Even removing the cwmp.auth configuration, restarting the server etc. won’t lead to a working situation.
Summon and other commands only work when AUTH is fixed.
I now suspect there is something wrong in the ACS → CPE authentication workflow. Maybe it calls the EXT authentication script with a wrong parameter?
I enabled the debug as you suggested and can confirm that at least the username is being sent correctly for the Digest auth from the ACS. I have no way to check what the password is sent, since Digest is enforced.
I am demoralised. I thought this was a mature product and instead there is not even documentation for this set of functions.
When cwmp.auth is not set, GenieACS defaults to AUTH(username, password). The values for username and password get pulled from InternetGatewayDevice.ManagementServer.ConnectionRequestUsername and InternetGatewayDevice.ManagementServer.ConnectionRequestPasword. So if you are not setting those values for the device, then no authentication will be able to take place. And this is confirmed by when you hard code in the username and password everything work. But for all of this to work, you have to use the default inform script which sets the connection request username and password params.
// Device ID as username
const username = declare("DeviceID.ID", {value: 1}).value[0]
// Password will be fixed for a given device because Math.random() is seeded with device ID by default.
const password = Math.trunc(Math.random() * Number.MAX_SAFE_INTEGER).toString(36);
declare("InternetGatewayDevice.ManagementServer.ConnectionRequestUsername", {value: 1}, {value: username});
declare("InternetGatewayDevice.ManagementServer.ConnectionRequestPassword", {value: 1}, {value: password});
declare("Device.ManagementServer.ConnectionRequestUsername", {value: 1}, {value: username});
declare("Device.ManagementServer.ConnectionRequestPassword", {value: 1}, {value: password});
If you aren’t happy with GenieACS, you should look at Calix Cloud.
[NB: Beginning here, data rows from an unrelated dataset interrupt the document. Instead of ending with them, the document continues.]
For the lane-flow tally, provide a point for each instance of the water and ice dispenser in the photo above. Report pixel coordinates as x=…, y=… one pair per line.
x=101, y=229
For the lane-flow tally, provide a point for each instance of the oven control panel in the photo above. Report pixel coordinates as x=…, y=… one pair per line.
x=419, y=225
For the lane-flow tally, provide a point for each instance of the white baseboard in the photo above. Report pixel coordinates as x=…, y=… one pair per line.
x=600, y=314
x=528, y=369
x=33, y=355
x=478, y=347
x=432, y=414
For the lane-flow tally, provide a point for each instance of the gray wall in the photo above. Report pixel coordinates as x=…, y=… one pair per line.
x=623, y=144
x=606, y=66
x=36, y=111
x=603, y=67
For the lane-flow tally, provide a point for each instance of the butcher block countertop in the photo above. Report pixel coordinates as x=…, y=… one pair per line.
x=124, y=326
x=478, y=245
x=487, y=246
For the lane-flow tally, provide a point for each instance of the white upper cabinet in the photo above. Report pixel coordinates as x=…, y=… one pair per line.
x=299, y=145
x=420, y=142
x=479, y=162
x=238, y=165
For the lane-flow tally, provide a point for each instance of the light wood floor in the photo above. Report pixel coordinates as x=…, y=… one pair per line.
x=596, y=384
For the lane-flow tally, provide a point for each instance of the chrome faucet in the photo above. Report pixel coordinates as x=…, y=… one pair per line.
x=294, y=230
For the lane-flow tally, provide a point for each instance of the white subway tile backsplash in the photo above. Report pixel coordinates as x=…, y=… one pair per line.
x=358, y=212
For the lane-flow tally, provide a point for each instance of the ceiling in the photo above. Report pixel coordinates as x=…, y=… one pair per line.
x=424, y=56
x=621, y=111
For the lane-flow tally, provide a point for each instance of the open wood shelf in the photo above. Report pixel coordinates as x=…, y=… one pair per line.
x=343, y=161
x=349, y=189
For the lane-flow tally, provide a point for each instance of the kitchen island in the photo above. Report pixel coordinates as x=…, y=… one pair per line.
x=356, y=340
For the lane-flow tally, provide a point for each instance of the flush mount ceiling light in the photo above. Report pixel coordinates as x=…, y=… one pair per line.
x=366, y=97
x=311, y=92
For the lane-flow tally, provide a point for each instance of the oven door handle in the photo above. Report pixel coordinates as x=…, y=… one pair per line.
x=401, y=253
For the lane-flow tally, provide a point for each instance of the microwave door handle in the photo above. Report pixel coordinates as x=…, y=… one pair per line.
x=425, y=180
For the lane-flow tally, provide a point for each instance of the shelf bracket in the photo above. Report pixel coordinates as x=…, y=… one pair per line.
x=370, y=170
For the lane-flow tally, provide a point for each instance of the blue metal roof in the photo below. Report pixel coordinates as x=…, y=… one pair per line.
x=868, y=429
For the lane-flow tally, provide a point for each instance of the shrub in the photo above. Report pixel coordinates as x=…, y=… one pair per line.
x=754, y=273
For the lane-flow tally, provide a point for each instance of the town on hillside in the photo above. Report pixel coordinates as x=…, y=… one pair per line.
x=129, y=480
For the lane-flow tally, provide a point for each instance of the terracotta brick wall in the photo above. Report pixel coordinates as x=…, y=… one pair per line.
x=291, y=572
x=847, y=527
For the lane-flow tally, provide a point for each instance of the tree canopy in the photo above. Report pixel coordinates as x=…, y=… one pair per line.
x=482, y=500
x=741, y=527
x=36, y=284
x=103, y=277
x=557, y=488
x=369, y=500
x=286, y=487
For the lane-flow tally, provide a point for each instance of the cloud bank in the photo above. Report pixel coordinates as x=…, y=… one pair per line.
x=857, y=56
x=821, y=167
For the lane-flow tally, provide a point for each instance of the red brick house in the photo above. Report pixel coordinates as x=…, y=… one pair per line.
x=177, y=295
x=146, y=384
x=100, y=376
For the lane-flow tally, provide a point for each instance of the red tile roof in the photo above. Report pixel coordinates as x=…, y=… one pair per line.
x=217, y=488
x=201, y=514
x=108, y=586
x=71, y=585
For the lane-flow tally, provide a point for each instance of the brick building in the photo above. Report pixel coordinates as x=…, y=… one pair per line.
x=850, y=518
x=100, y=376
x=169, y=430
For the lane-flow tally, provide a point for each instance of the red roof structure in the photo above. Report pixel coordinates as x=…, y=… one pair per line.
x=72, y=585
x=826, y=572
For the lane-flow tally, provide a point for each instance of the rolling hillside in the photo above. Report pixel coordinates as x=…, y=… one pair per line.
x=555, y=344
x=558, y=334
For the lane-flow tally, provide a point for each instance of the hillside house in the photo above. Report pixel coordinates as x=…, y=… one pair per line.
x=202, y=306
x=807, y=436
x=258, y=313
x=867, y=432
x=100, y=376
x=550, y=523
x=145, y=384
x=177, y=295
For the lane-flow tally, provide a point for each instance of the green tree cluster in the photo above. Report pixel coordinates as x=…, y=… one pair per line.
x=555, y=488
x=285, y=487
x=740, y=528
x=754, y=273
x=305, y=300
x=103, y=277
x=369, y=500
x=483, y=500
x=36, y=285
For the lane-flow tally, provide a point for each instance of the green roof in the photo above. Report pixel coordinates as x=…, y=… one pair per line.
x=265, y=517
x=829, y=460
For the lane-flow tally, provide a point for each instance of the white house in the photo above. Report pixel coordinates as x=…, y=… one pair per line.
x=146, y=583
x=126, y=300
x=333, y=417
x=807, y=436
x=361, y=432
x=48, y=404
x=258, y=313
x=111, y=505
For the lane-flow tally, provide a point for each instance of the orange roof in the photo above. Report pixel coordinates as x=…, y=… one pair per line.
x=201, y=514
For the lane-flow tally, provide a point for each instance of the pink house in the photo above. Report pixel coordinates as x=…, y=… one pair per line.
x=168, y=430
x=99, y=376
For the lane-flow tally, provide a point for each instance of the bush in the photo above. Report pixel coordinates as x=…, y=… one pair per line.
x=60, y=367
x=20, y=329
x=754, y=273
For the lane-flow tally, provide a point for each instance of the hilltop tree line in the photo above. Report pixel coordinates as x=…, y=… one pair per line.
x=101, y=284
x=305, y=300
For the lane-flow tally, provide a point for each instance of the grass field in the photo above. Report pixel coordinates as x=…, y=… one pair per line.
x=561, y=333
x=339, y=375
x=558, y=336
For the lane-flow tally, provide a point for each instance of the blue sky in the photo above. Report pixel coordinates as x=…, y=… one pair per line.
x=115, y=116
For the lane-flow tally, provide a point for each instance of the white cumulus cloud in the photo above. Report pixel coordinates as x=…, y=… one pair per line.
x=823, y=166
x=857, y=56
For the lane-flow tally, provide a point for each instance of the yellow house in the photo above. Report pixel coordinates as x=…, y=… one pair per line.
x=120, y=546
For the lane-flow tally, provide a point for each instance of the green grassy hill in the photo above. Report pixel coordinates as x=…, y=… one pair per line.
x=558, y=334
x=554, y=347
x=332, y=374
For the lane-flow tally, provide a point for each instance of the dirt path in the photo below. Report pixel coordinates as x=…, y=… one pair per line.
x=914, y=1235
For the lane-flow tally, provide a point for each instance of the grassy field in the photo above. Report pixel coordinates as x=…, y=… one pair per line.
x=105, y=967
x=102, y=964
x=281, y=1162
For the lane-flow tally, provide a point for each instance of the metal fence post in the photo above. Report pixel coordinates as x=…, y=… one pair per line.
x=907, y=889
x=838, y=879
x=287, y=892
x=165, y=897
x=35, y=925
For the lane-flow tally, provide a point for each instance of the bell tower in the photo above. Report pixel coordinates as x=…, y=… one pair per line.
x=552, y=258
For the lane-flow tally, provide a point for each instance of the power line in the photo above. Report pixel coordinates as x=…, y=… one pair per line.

Calix would love to have your money. But for the amount of money you pay Calix per device, you could hire a full time engineer to work on your ACS infrastructure/write scripts/etc.
It wasn’t really a matter of being happy, just of having a working setup. As of 7 days ago, only the passive part of my GenieACS instance was working.
The end of this story seems to be that, somehow, I don’t know if due to GenieACS or my CPEs limitation, the ACS password set on the CPE was fine while pushing data but too long to get messages from the ACS. I reduced the number of characters of my generated password and now works seamlessly.
I was also able to push the password reduction to all connected CPEs via a Provision I’m putting below, in case anybody needs it in the future.
// Refresh values daily
const daily = Date.now(86400000);
// Update pw
let SerialNumber = declare("DeviceID.SerialNumber", {value: 1}).value[0];
let pswPass = ext("authenticate", "getPasswordShort", SerialNumber);
declare("InternetGatewayDevice.ManagementServer.Password", {value: daily}, {value: pswPass});
@akcoder thank you for your patient and effort put into this issue. I also stumbled upon the provision scripts you wrote in the wiki and are going to try and implement those to see if I can at least automate the CPEs configuration in our lab.